To be fair, there are a few minor drawbacks to the job—the parents who threaten to sue over a grade, the committees formed to decide what color to paint the restrooms, the frosh who is certain World War II started in 1927 because he read it on a blog—but it has its perks, too. Outside the NFL, how many people suffer from grass stains as an occupational hazard? How many factories are so pretty that people walk their dogs there every evening? (Oh wait...ewwwwwwwww...maybe that's not so great after all.)
To give you an idea of how wonderful your life would be if only you had answered one of those “Ph.D. for life experience!” ads in your inbox instead of wasting your time browsing blogs, here's a typical day in the life of a typical professor:
6:15 AM. The alarm goes off. The professor, having been up until 3 the night before, rolls over and ignores it.

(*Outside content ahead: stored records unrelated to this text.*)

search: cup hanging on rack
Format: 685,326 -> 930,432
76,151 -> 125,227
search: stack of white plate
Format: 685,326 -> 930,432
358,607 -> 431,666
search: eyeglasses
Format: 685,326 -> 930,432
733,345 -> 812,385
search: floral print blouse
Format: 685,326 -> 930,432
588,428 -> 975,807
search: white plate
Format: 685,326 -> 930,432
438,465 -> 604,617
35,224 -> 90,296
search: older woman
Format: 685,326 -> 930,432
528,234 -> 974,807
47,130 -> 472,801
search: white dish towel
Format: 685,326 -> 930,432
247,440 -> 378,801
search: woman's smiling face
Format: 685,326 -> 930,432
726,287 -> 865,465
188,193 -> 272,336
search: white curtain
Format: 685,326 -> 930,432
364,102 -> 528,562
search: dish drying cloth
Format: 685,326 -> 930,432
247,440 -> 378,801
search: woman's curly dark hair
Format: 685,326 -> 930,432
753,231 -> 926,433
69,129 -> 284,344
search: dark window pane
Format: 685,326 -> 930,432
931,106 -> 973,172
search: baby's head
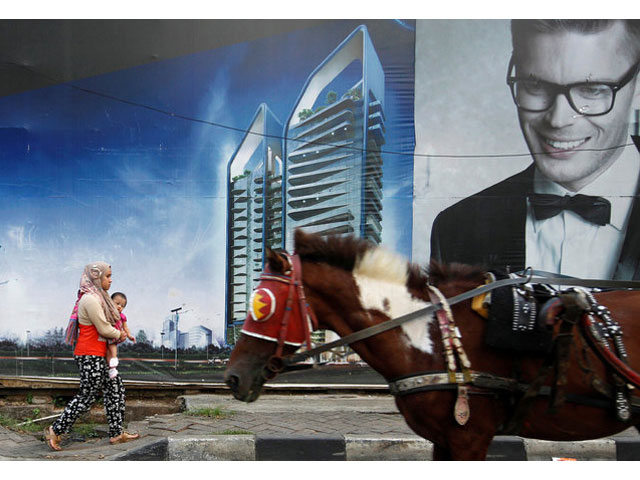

His wife gets up and takes the kids to school.
9:00 AM. The professor wakes with a start. Quickly doing the arithmetic in his head, he calculates that he has had 7 hours of sleep and is ready for another exciting day of critical thinking. Full of new ideas, he rushes into the bathroom and brushes his teeth with shaving soap left over from the one and only time he decided to go without a beard. (This professor never discards anything. Ever.)
9:05 AM. Suddenly, he remembers that he has a 9:15 meeting this morning. With his boss. And it takes 15 minutes to get to campus. Fortunately, nobody cares if professors smell bad, because the students smell worse. Besides, his boss is elected by the other professors. And he can't actually do anything if our hero is late.
The professor makes coffee.
9:30 AM. The prof arrives at the meeting with an insincere apology in hand. His boss isn't there yet. He memorizes the apology for future use.
10:30 AM. With the meeting over and nothing actually accomplished, the prof returns to his office to hold scheduled office hours. Wise and experienced, he always schedules office hours at times when students are unlikely to be available. He whiles away the time by grading a few quizzes. The worst answers will be e-mailed to other faculty so they can laugh at the students behind their backs. The best ones get saved as the answer key.
What, you thought he knew the answers?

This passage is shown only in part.